Management & Leadership
Micromanaging and competence
2 Jul 2024
Too many leaders are so afraid of micromanaging that they become completely hands off.
But giving instruction to build competence is not micromanagement. Neither is providing feedback. Avoiding instruction or feedback because you fear the micromanager label does a disservice to your employee.
If I’m driving with Frank and I say he should check his mirror more often, that sounds like obvious micromanagement. But what if I told you that Frank is my nephew and has only been driving for a week?
The context is important. Now I’m not micromanaging, I’m giving instruction to build competence. If I’m still telling him to check his mirrors 2 years later when he’s an otherwise competent driver, that’s micromanaging.
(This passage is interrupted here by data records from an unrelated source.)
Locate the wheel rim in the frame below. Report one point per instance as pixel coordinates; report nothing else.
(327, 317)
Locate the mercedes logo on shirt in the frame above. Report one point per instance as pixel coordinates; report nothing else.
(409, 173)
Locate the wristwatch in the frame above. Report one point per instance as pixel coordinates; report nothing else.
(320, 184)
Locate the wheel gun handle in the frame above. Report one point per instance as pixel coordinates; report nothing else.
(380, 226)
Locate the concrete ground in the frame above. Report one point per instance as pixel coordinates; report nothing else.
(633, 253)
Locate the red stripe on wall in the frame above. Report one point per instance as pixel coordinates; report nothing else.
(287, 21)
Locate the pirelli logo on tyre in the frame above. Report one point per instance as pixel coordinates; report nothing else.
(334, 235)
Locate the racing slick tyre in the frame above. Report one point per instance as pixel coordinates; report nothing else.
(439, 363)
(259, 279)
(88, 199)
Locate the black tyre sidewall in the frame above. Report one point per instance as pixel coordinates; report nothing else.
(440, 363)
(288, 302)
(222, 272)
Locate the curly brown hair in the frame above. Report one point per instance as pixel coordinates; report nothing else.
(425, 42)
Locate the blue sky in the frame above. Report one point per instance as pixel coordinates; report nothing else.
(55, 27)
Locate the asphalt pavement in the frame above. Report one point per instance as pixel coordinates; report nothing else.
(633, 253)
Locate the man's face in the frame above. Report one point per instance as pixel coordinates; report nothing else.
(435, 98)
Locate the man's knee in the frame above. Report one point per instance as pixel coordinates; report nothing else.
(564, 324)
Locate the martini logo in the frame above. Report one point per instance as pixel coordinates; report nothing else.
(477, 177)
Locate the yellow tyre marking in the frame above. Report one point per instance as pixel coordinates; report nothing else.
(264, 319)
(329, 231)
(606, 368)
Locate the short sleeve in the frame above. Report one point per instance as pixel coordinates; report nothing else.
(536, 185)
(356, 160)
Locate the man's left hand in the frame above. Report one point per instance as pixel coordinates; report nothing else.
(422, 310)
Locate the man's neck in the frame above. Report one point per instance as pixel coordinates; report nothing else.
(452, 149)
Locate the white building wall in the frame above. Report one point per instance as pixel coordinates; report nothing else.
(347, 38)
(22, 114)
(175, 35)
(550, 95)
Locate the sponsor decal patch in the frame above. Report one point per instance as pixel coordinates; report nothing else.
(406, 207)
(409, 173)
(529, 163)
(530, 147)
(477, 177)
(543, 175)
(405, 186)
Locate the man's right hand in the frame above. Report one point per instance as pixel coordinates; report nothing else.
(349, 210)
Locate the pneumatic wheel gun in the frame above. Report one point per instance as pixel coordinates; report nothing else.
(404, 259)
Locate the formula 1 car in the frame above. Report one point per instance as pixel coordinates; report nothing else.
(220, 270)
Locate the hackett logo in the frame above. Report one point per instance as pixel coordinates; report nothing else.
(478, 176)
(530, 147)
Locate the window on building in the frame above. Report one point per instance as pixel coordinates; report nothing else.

Competence is context dependent. I might trust Frank to drive me to the airport. But that doesn’t mean I’d trust him to fly the plane when we got there.
You can also provide detailed instruction without micromanaging if you have more information than the other person, as long as you also explain why you’re doing it. It’s It would be obnoxious to tell a friend who regularly drives a certain route that they should take the freeway instead of surface streets. But it’s informational to tell them they should take the freeway because this morning you saw a lot of new construction closing the surface streets.
Providing feedback can be seen as micromanagement unless you provide context. Without context, this sort of feedback is criticism. It’s criticism to tell Frank he drives too fast and changes lanes too often. But it’s feedback if you tell him that because he drives this way, all his friends are afraid to ride with him. If you didn’t provide this feedback, he might never know why his friends always seem to be busy when he offers to drive somewhere.
When building competence, providing new information, or giving feedback, you cannot be hands off.